Upon graduation, since H was in the ROTC, he went into the Army as a second lieutenant. H became a 101st airborne Green Beret. H soon qualified as a HALO (high altitude-low opening) paratrooper and as a sniper. H was in a special operations unit and went on missions that he could never talk about. This was in the Korea-Vietnam era. H would only say, “I went on missions and dropped into some bad places doing some bad things.” H served three years on active duty and four years in the reserves, being honorably discharged as a Captain with several honors.
After being discharged, H signed with the Denver Broncos football team. H made the team as a starting free safety. However, in the third game he broke his foot and was out for the balance of the season. As H said, “I was given a one-way ticket home.”

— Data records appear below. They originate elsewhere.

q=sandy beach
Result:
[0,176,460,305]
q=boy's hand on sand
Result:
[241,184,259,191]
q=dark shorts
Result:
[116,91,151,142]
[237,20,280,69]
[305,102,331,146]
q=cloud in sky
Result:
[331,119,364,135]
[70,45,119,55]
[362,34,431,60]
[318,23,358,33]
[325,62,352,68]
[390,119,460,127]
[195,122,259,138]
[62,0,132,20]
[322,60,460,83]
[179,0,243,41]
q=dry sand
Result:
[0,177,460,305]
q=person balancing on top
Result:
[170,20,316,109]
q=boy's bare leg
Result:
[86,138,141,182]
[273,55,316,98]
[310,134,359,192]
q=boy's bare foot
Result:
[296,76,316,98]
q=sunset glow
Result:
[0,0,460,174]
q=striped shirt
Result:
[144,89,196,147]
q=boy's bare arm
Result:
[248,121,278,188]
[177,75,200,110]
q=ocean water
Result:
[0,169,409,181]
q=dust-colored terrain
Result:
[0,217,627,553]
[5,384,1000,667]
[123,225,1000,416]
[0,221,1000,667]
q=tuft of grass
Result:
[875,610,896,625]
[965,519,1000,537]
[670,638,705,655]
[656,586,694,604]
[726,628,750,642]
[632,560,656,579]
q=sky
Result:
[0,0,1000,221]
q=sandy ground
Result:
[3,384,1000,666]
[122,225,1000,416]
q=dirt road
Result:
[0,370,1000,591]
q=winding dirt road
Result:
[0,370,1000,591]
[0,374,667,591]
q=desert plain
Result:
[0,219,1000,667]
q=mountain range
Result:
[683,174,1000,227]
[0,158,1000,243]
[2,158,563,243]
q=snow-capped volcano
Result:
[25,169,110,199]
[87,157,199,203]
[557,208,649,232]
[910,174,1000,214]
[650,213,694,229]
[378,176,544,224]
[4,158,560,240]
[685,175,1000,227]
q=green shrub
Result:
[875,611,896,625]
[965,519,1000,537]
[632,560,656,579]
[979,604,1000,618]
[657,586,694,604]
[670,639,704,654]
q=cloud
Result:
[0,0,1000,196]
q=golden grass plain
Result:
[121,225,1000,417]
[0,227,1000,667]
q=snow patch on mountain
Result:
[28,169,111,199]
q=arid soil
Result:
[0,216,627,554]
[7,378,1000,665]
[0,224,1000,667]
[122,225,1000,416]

H then went to work for Continental Oil Company (CONOCO). H spent ten years with CONOCO, working in various engineering and management positions. He ended up in Ardmore as manager of Southern Oklahoma. After 18 months in Ardmore, H declined an offer from CONOCO to become Vice-president of CONOCO DUBIA, which would include an overseas move of the family. H made one of his many life changing decisions, he decided to resign and stay in Ardmore. H said, “I wanted to be an independent operator, play the game and see if I would win or lose.” As history has shown, H ended up with a holding company with 22 different subsidiaries; operating wells, drilling rigs, work over rigs, trucking, mud, supply and equipment companies, with yards and offices from south Texas to Canada. Some things only a few people know about H; was a private pilot; had nine energy related patents; had a black belt in karate and jiu-jitsu, participated in over 15 tournaments, winning or placing in all; was a Texas Golden Glove boxer as a high school sophomore, winning his way through local, district, regional and to the Texas state semi finals before losing his first fight.
As H once said, “Life should not be a journey to the grave with the intention of arriving safely in an attractive and well-preserved body, but rather to skid in sideways - Chivas in one hand – a taco in the other- body thoroughly used up, totally worn out and screaming “WOO-HOO, IT’S BEEN A LONG DUSTY RIDE.”
For many years, H and friend, Jane Robbins, would make a point of picking out a family with kids, a military person, a homeless person or others that were in need, whether it was in a café, service station, Wal-mart or on the street and pay for their need without them knowing. For those planning an expression of sympathy, H would ask that you consider carrying on this anonymous, unexpected act of kindness for some less fortunate soul.